Paranoia, she had told herself at first. The Kelvin was a one off, unlikely to ever had again. She knew this in her rational mind but irrationally… Starfleet never found out who attack in the first place, and if there was any chance they were still out there…
The thing is, Fradaduitt did not inspire confidence. She didn't trust him, didn't like him and frankly despised how he was in charge.
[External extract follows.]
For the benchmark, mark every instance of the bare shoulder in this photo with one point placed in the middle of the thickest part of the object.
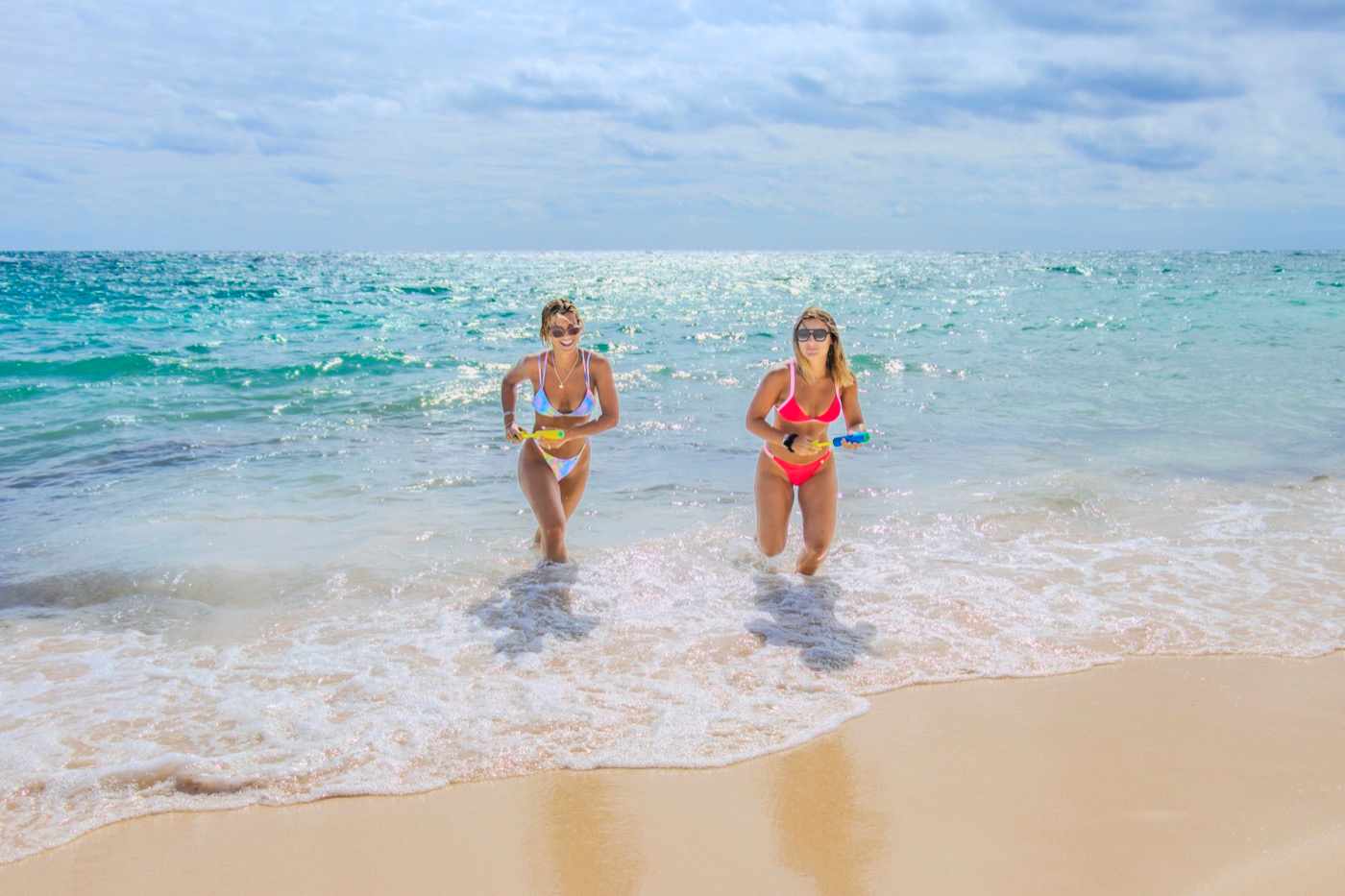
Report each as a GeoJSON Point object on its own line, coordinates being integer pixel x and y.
{"type": "Point", "coordinates": [525, 366]}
Syruk informed her -because Syruk informed and didn't ever participle in the human convention known as gossip, don't be such a silly human - that Fradaduitt knew it all in theory but in practise was disturbingly less than adequate. Winona understood on an intellectual level, people used as replicator in every life for food, some managed to get other things like materials for clothes or more recently buildings out of theirs as well with some modifications and sophisticated coding but not everyone understood how it actually worked. Really worked, not just pressing buttons and then your lunch appears but on the inside.

She got it, she did.
She still hated the git.


It was the most terrifying experience of her young life, the two of them strolling down Bourbon Street arm in arm only to see Tiberius Kirk with his arms crossed, looking directly at them as if he could see into their very souls; as if he had been lying in wait. His expression was the darkest she had ever seen it, meaner than her own father's and there was a flash of fear, a second of doubt of whether Tiberius would keep his promise to never ever hit her no matter what.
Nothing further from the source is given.